Certains adieux en éclipsent d’autres... Samedi dernier, ceux de Sylvain Marconnet, célébrés en grande pompe à coup de tee-shirts, de polos, et de 14 000 masques à l’effigie du pilier distribués au public d’Aguilera, ont éclipsés tous les autres. Ceux de Rodrigo Roncero, ceux de Patrice Lagisquet qui rejoindra jusqu’en 2015 l’équipe de France, et enfin ceux d’un autre grand monsieur de la première ligne française, Olivier Milloud. Le Berjallien, qui s’était donné un dernier défi en signant pour une saison en faveur d’un Stade français en pleine reconstruction, a donc tiré sa révérence après 17 ans au plus haut niveau. S’il a reçu une ovation du public d’Aguilera, celle-ci paraît bien mince au vu de sa carrière, riche d’un grand chelem (2002), de deux Tournois (2006 et 2007) et de deux Coupes du Monde. Celui qui fut le pilier du XV de France entre 2000 et 2007 (50 sélections) n’a pas eu de grand bal, ni de grande cérémonie. Mais tout le monde n’a pas la mémoire courte. Depuis ce week-end, les témoignages d’affection se mutliplient via les réseaux sociaux. De toute évidence, le taiseux de la Berjallie est un personnage attachant. Sa sortie a été à l’image du personnage : pudique, et discrète. Mais assurément, son incomparable gueule manquera à tous les amateurs de duels en mêlée de France. Salut l’artiste.

Clermont-Brive: 57-14. Marc DUZAN

Thomas Domingo est en forme. Les deux droitiers de Brive, Pat Barnard et Pablo Cardinali, peuvent en témoigner. Après un an d'absence et deux graves blessures au genou, l'enfant d'Egletons a aujourd'hui évacué tous les stigmates de plusieurs mois de souffrance. Très fort en mêlée fermée (les Brivistes ont été pénalisés à sept reprises dans ce secteur de jeu), actif dans le jeu courant, le pilier international a signé son grand retour à la compétition par une performance étonnante. Sera-t-il opérationnel pour la fin de saison des Jaunards ? Est-il trop tôt pour le faire débuter face à Toulon ou le Racing-Métro en demi-finale ? Jusqu'ici, la mêlée auvergnate a rempli son contrat; à gauche, Lionel Faure et Vincent Debaty sont à créditer, tous deux, d'une très bonne saison. N'empêche: si Domingo a retrouvé ne serait-ce que 85 % de ses moyens physiques, il serait peut-être dommage de se passer de ses services. A Cotter de trancher...

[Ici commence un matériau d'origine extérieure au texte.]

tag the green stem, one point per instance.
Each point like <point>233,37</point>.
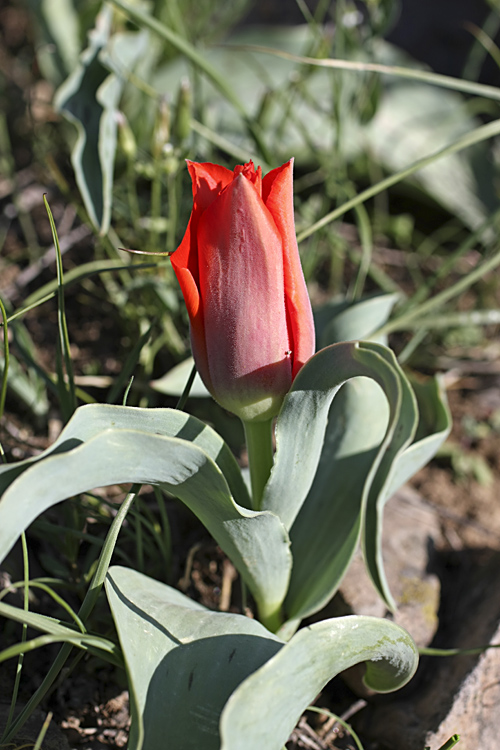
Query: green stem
<point>259,438</point>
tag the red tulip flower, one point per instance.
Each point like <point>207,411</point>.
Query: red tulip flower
<point>239,270</point>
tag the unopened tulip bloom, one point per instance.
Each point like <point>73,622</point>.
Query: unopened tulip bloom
<point>239,270</point>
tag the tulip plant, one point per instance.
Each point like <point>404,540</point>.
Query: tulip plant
<point>350,427</point>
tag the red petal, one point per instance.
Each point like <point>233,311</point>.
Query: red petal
<point>277,194</point>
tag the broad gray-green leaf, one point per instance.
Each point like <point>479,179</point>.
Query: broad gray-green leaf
<point>183,661</point>
<point>262,712</point>
<point>58,37</point>
<point>174,381</point>
<point>347,321</point>
<point>257,543</point>
<point>433,428</point>
<point>88,421</point>
<point>302,421</point>
<point>329,455</point>
<point>415,120</point>
<point>187,666</point>
<point>89,98</point>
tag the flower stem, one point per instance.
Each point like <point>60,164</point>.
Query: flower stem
<point>259,438</point>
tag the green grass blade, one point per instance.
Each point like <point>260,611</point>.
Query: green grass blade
<point>87,606</point>
<point>66,386</point>
<point>145,20</point>
<point>477,135</point>
<point>423,76</point>
<point>5,373</point>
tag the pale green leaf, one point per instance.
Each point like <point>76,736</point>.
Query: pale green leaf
<point>345,321</point>
<point>92,419</point>
<point>263,711</point>
<point>89,98</point>
<point>187,666</point>
<point>332,457</point>
<point>257,543</point>
<point>433,428</point>
<point>183,661</point>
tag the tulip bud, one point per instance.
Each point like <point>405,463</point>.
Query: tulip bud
<point>239,270</point>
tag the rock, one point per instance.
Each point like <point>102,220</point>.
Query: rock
<point>455,694</point>
<point>411,530</point>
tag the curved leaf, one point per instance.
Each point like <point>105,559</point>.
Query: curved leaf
<point>347,321</point>
<point>183,661</point>
<point>302,421</point>
<point>257,543</point>
<point>187,666</point>
<point>92,419</point>
<point>264,709</point>
<point>89,98</point>
<point>332,458</point>
<point>433,428</point>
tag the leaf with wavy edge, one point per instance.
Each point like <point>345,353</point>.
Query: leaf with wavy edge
<point>325,526</point>
<point>88,421</point>
<point>188,667</point>
<point>256,542</point>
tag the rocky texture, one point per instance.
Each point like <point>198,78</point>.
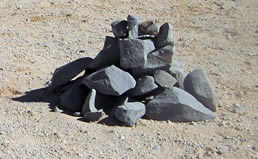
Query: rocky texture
<point>110,81</point>
<point>198,84</point>
<point>177,105</point>
<point>164,79</point>
<point>129,113</point>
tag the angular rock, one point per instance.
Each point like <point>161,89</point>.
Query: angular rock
<point>149,27</point>
<point>177,105</point>
<point>133,52</point>
<point>165,53</point>
<point>65,73</point>
<point>144,85</point>
<point>119,28</point>
<point>165,36</point>
<point>110,81</point>
<point>153,63</point>
<point>164,79</point>
<point>198,84</point>
<point>130,113</point>
<point>107,56</point>
<point>73,98</point>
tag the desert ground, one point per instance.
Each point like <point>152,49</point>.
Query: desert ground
<point>37,36</point>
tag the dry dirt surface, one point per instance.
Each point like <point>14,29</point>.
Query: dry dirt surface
<point>36,36</point>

Lyon-Toulon: 5-29. Guillaume ALBERTO

Les Lyonnais quittent ce Top 14 par la petite porte. En recevant Toulon, les hommes de Raphaël Saint-andré se voyaient proposer un double défi: accrocher un "gros" pour jouer un rôle, malgré tout, dans l'organisation des matchs de barrage, et terminer la saison par une victoire devant leur public du Matmut Stadium. Objectifs manqués. Même s'ils ont su résister dans un première période des plus ennuyeuses, ils ont fini par céder dans le deuxième acte, emportés par la force et la maîtrise du paquet d'avants toulonnais et terrassés par les coups de sifflets de M.Poite. Un match cauchemardesque, avec quatre cartons jaunes à la clef, qui vient conclure une saison difficile qui voit le Lou terminer lanterne rouge avec seulement cinq victoires au compteur et dix-sept points de retard sur le premier non relégable. Toulon avait connu ça en 2006 et avait su rebondir pour être aujourd'hui l'un des cadors du Top 14 qui s'est assuré samedi un barrage à Mayol. Le recrutement lyonnais en vue de la saison prochaine (Chabal, Nallet, Cibray, Dumora, Bennett...) prouve que les Rhodaniens et leur écrin du Matmut Stadium n'entendent pas s'éterniser en Pro D2. Qui sait, dans quelques années, Lyon-Toulon sera peut-être une affiche du haut de tableau du championnat de France !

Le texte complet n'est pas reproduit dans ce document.